Markos Moulitsas is a successful businessman. To understand what is happening to DKos in this election cycle, that is all you need to know. Although he may once have had some sense of ideological mission, he is now apparently motivated by considerations of managing a successful enterprise. He is exactly the kind of urban professional that Thomas Frank identifies as the new “base” of the Clinton-era Democratic party.
As Frank points out in his new book, “Listen, Liberal” Clinton shut down the New Deal agenda of FDR and substituted a Republican Lite strategy aimed at the middle class professional elites. He spurned working class voters, reasoning that because their only political alternative was supporting the even more unfriendly Republicans they would continue to vote for Democrats.

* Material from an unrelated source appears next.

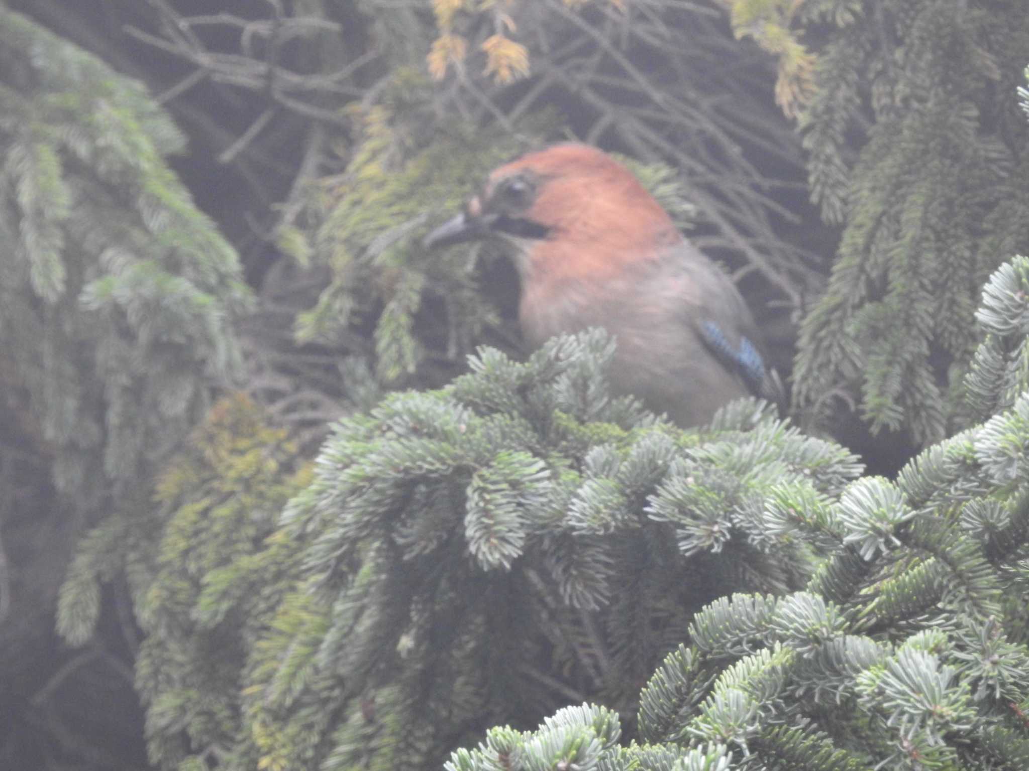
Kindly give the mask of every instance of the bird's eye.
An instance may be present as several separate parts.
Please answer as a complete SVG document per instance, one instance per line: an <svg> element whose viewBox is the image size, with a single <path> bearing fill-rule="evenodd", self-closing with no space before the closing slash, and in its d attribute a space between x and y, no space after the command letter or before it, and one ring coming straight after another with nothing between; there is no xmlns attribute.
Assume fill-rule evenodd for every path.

It is important to realize that Clinton’s betrayal of FDR’s politics was not an isolated decision of one American leader. Bill Clinton understood and echoed the act of betrayal of America’s liberal white collar elites. Liberals who once felt some solidarity with workers, immigrants, and victims of prejudice were now more interested in securing and increasing their own prosperity. It was a great triumph of selfishness that called itself “centrism.”
The subtitile of Frank’s book is “What Ever Happened to the Party of the People?” The appropriate question on DKos is “What ever happened to the web site of the people? Smug professionals post here saying that they are for Hillary because they are looking forward to a comfortable retirement and don’t want Bernie raising their taxes or messing with the value of their stock portfolio. Markos delivers blistering attacks on Sanders, a candidate who is far more representative of what used to be the base of the Democratic party than Clinton.
What Markos fails to grasp is that the Democratic Party clubhouse has pinned its hopes on an unstable sector of the electorate. As middle class living standards continue to decline, more and more of the comfortable centrist Democrats will find themselves dumped out of their cozy lifestyles. At the same time, the anger of the low-income people abandoned by the Democrats will turn to populist candidates. A younger Sanders leading a third party will get their votes.
The exodus from DKos is the result of a serious miscalculation by Markos Moulitsas. His earlier success was based on a promise of commitment to the ideals of a Democratic party that has vanished. The Democratic nominee he supports is an admirer of Kissinger, a NeoCon with a belligerent foreign policy, a friend of Wall Street, and a defender of Bill Clinton’s centrist abandonment of unions and minorities.
DKos is now a liberal website in name only. It is an integral part of a Democratic Party machine that is controlled by an affluent elite. Markos Moulitsas aspires to be part of that elite, but as the DKos exodus continues, he may come to see that he has made a poor business decision.